Tiny crystals of sea salt make better condensation nuclei than other natural particles found in the air. Thus, salt particles in the air help make rain.
Dust from meteor showers may occasionally affect world rainfall.
When the Earth encounters a swarm of meteors, those meteors that get to the upper reaches of the Earth’s atmosphere are vaporized by heat from friction.
The resulting debris is a fine smoke or powder.
This fine dust then floats down into the cloud system of the lower atmosphere, where it can readily serve as nuclei around which ice crystals or raindrops can form.
Increases in world rainfall come about a month after the Earth encounters meteor systems in space. The delay of a month allows sufficient time for the meteoric dust to fall through the upper atmosphere.
Occasionally, large meteors leave visible trains of dust.
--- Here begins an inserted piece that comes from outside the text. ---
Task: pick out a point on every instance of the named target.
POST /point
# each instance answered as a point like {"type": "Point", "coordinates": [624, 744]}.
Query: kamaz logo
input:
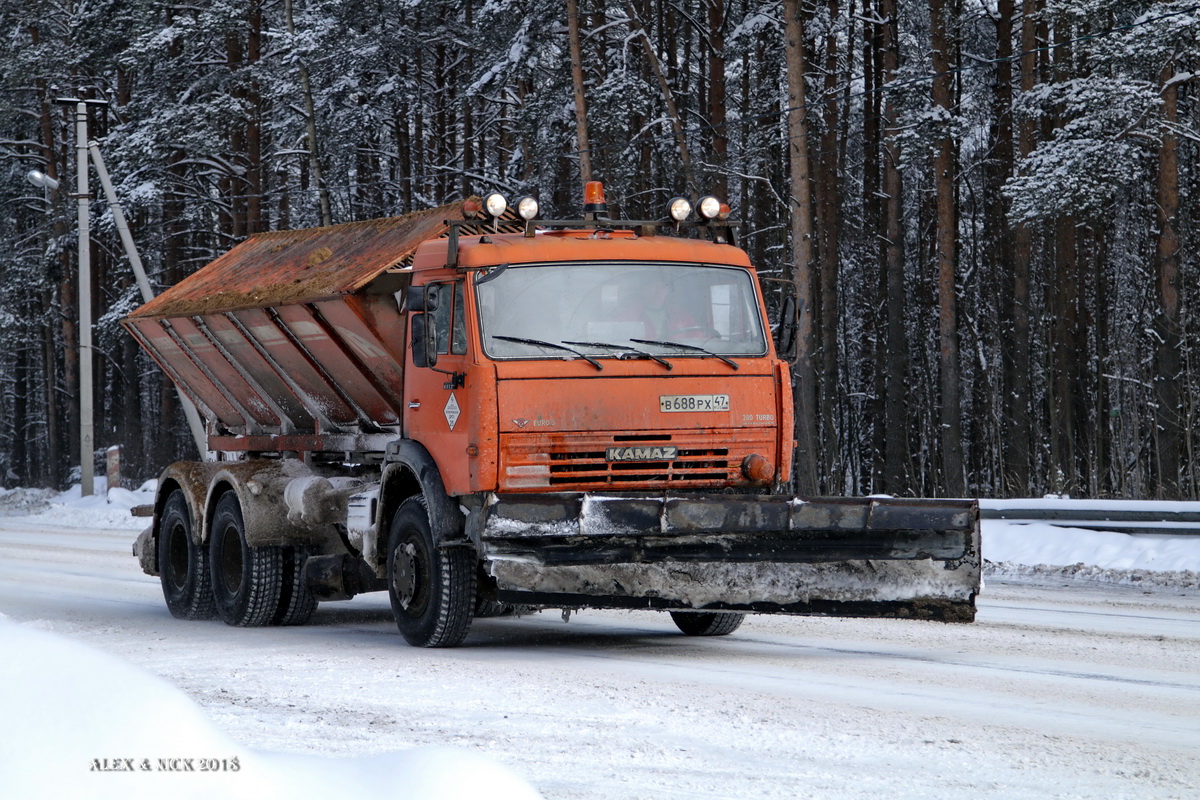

Most often their trails disappear rapidly, but in a few witnessed cases a wake of dust has remained visible for an hour or so.
In one extreme instance-a great meteor that broke up in the sky over Siberia in 1908-the dust cloud traveled all the way around the world before it dissipated.
Large forest fires are among the more spectacular producers of foreign particles in the atmosphere.
Because these fires create violent updrafts, smoke particles are carried to great heights, and, being small, are spread over vast distances by high altitude winds.
In the autumn of 1950, forest fires in Alberta, Canada produced smoke that drifted east over North America on the prevailing wind and crossed the North Atlantic, reaching Britain and continental Europe.
The light-scattering properties of this dense smoke made the Sun look indigo and the Moon blue to observers in Scotland and other northern lands.
Wind-pollinated plants are the most prolific sources of foreign particles in the air. This is a problem for people with allergies.
Spores are closely related to pollens. Spores are the reproductive bodies of fungi, which include molds, yeasts, rusts, mildews, puffballs and mushrooms. Tiny spores are adrift everywhere in the air, even over the oceans.
Although they resemble pollens in general appearance, spores are not fertilizing agents. Instead, they are like seeds, and give rise to new organisms wherever they take hold.
Spores have been found as high as 14 miles in the air over the entire globe.
Most fungi depend on the wind for spore dissemination.
Once airborne, spores are carried easily by the slightest air currents.
Once, physicians were taught that infectious microorganisms quickly settle out of the air and die. Today, the droplets ejected, say, by a sneeze, are known to evaporate almost immediately, leaving whatever microorganisms they contain to drift through the air.
Only a relatively small fraction of the microorganisms that human beings breathe cause disease. In fact, most bacteria are actually helpful. Some, for example, convert atmospheric nitrogen into usable plant food.
Pathogenic, or disease-producing, microorganisms, however, can be very dangerous. Most propagate by subdivision-each living cell splits into two cells. Each of the new cells then grows and divides again into two more cells. Provided with ideal conditions, populations multiply quickly.
Fortunately microorganisms do not thrive very well in the air. Unless there is enough humidity in the air, many desiccate and die.
Short exposure to the ultraviolet radiation of the Sun also kills most microorganisms. Low temperatures greatly decrease their activity, and elevated temperatures destroy them rapidly.
Still, many microorganisms survive in the air, despite these hazards.
Among the tiniest of airborne particles are viruses, which are on the borderline between living matter and lifeless chemical substances.